= Victorian National Parks Association =

The Victorian National Parks Association (VNPA) is the prime supporter of nature conservation in the Australian state of Victoria. The VNPA is an independent, not-for-profit nature conservation organisation whose vision is for Victoria to be a place with a diverse and healthy natural environment that is protected, respected and enjoyed by all.

Since 1952, the VNPA has been helping shape the agenda for creating and managing national parks, conservation reserves and other important natural areas across land and sea. The VNPA works with all levels of government, scientists and the community to achieve long-term, best-practice environmental outcomes. It also provides opportunities for the community to enjoy and learn about nature through its bushwalking and activities program and citizen science programs NatureWatch and ReefWatch.

==History==
The Victorian National Parks Association was formed in 1952 when Victoria had 13 national parks but did not have any legislation governing these parks. As of 2007, Victoria had 52 national parks (including 13 marine national parks), 30 state parks, three wilderness parks, and 11 marine sanctuaries protected under the National Parks Act. The expansion of the state's parks has led to VNPA encouraging the state government and other private entities to provide additional funding for the conservation of these important areas.

==Campaigns==

- Campaigning for new parks: Central West – Almost 60,000 hectares of forest and woodlands in Victoria's Central West could be protected in new national parks following the Victorian Environmental Assessment Council recommendations released in June 2019.
- Protecting the integrity of national parks – VNPA is working to stop inappropriate private and commercial use of national parks and conservation reserves, and speak to the value of the parks service, Parks Victoria, and their need for more funding. VNPA also responds to a range of park management plans, infrastructure plans and strategies to protect the integrity of the conservation estate.
- Tackling the feral problem – VNPA's response to deer and feral horse management is ongoing. VNPA keeps pushing for an integrated, state-wide, adequately-resourced program to manage deer.
- Critically endangered grasslands – VNPA is calling for an urgent examination of how to prioritise acquisition, protection and management of highest quality remaining conservation areas to protect this most threatened of ecosystems.
- Flora and Fauna Guarantee Act 1988 – VNPA is considering how to use the refreshed tools available in the updated Act to achieve more conservation action for threatened species.
- Bushfire response – VNPA has made submissions to both the state and national bushfire inquiries, including the national Bushfires Royal Commission.
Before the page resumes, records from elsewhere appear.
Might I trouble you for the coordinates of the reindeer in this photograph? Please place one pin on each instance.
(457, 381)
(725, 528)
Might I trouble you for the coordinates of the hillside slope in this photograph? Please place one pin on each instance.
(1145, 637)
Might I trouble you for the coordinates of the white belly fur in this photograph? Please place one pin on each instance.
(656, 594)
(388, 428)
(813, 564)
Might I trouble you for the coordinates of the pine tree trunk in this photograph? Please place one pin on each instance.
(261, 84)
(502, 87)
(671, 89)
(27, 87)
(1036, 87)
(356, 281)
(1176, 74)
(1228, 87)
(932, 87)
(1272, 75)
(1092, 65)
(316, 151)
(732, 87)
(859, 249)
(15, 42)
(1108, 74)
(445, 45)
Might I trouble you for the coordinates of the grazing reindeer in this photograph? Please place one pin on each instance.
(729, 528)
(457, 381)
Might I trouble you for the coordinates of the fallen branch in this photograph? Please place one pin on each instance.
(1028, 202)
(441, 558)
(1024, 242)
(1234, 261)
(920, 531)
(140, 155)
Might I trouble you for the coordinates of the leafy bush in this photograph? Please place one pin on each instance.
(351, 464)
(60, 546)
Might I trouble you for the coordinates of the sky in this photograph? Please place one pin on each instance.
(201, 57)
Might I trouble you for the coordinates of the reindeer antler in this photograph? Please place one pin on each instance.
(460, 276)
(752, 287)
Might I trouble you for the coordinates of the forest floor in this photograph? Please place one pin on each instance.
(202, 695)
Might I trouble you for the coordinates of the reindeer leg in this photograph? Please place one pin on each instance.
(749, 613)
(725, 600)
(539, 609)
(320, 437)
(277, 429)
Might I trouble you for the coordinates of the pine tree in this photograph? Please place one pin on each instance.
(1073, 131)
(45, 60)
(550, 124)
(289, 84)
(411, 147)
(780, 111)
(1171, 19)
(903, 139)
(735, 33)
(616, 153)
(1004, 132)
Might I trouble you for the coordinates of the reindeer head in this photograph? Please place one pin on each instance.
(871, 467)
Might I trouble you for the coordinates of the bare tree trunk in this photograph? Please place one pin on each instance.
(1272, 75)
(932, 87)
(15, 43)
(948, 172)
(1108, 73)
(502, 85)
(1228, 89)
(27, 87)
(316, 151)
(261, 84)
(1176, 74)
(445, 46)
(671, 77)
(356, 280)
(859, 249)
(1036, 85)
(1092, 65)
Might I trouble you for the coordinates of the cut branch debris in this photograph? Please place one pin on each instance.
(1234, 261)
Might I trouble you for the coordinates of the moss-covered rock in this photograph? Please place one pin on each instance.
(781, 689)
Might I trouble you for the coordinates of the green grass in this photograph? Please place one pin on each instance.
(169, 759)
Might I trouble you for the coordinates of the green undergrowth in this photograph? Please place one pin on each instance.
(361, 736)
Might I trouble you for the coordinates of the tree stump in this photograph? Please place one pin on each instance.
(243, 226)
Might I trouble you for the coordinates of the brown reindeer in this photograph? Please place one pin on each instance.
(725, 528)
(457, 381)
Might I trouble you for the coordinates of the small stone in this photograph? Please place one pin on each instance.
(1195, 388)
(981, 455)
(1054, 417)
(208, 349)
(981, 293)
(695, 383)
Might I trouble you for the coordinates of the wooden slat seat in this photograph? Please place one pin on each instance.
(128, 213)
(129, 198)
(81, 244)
The damage caused by the fires makes protecting unburnt areas across the state increasingly critical.
- NatureWatch – The VNPA's NatureWatch citizen science program has delivered a series of successful "Caught on Camera" wildlife monitoring seasons, compiling a mass of data for the Bunyip State Park and Wombat State Forest.
- Protecting our seas and shores – VNPA continues to monitor how the final Marine and Coastal Policy is implemented.
- ReefWatch – ReefWatch is a citizen science program led by VNPA that includes the Sea Slug Census events.
- Wild Families – The Wild Families Program supports families to get out and have adventures in nature, where both children and adults learn together.
- The allocation of more lands for logging in the Murray River region, during which VNPA encouraged the government to reconsider its forestry policy (2008) amid concerns that the wetlands could be lost forever.
- The desire to end cattle grazing in Alpine National Park in 2004, which was protested by a number of cattlemen who took their cause to the federal government in Canberra in 2005. This case has garnered national attention due to the desire to have the Australian Alps listed as a World Heritage site.
- The banning of oil and gas exploration in all marine national parks in Victoria in 2004.
- The campaign for the preservation of a united Point Nepean, although the traditional owners ultimately went for another group's plan. Despite this, it's expected that a portion of the area will be declared a national park within the next several years.